Bug#658227: Search produces unhelpful results for "DFSG" and "Social Contract"
On Wed, Feb 01, 2012 at 03:51:06PM -0600, Raphael Geissert wrote:
> On Wednesday 01 February 2012 07:44:19 David Prévot wrote:
> > Le 01/02/2012 04:40, Josh Triplett a écrit :
> > > I recently needed to dig up the URL for the DFSG. I tried the search
> > > in the upper right corner of debian.org, which did not produce useful
> > > results. Searching for "dfsg" produced numerous security advisories for
> > > software with "dfsg" in the version number; the actual DFSG
> > > (http://www.debian.org/social_contract.1.0.en.html#guidelines) did not
> > > appear anywhere on the first page of results. Searching for "social
> > > contract" produced the social contract as the third result, after two
> > > General Resolutions which happened to include "social contract" in their
> > > text.
> That I don't really know what to do. I think I understand the basics of the
> weighting system, but I'm confused by the results of switching from
> probabilistic query (parameter P) to boolean filtering (parameter B.)

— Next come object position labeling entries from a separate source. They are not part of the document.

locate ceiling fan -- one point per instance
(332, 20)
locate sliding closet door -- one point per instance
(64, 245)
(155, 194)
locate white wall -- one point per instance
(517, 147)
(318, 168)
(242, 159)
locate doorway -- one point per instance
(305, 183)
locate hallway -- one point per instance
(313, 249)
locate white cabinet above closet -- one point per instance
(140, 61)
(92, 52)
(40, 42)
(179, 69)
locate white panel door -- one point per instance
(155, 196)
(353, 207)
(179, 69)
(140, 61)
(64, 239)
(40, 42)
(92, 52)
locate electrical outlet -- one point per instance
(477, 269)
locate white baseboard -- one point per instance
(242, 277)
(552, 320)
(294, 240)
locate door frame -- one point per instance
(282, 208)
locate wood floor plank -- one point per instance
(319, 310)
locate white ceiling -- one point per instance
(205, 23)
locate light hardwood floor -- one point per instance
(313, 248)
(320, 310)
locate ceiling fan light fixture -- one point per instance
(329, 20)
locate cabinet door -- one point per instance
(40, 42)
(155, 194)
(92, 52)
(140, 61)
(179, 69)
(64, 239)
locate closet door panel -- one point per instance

You want to use P for the user's search string (you're searching for
text, not applying filters which should only affect if a document is
found or not, and shouldn't affect the weight when it is).
> Probably by adding a <meta name="keywords" content="dfsg, social
> contract"> it could gain some more weight. Olly, do you have any
> comment or suggestion as to what could be done? AFAICS not even the
> document's <title> is recorded as Sterms.
The title isn't indexed as S terms in 1.2.x (it is in trunk, so will be
in 1.3.x), but that's not really the issue here.
The document's title is indexed as unprefixed terms with a "wdf inc" of
5 (which means it's like it was written out 5 times), but the social
contract page's title doesn't contain "dfsg" so that doesn't help at
all for that case. And for the "social contract" case, the second
GR hit has "social contract" in the title (and both are about amendments
to the social contract, so actually pretty relevant, though the SC
itself is obviously more so to most people doing that search).
As things stand, indexing link text is probably the only way an indexer
could easily discover for itself that the SC is a good result for
"dfsg", and would help the "social contract" case, but we don't
currently handle link text specially (it would probably be a nice
addition to support this, though it's a bit fiddly to do efficiently).
Adding keywords via a meta tag should help (omindex does read them
and index them as if they were more body text). They don't get a weight
boost, so you might need to write them a few times to get enough of a
We could also perhaps make use of synonyms so "dfsg" in a query would
have a synonym of "debian free software guidelines" or something.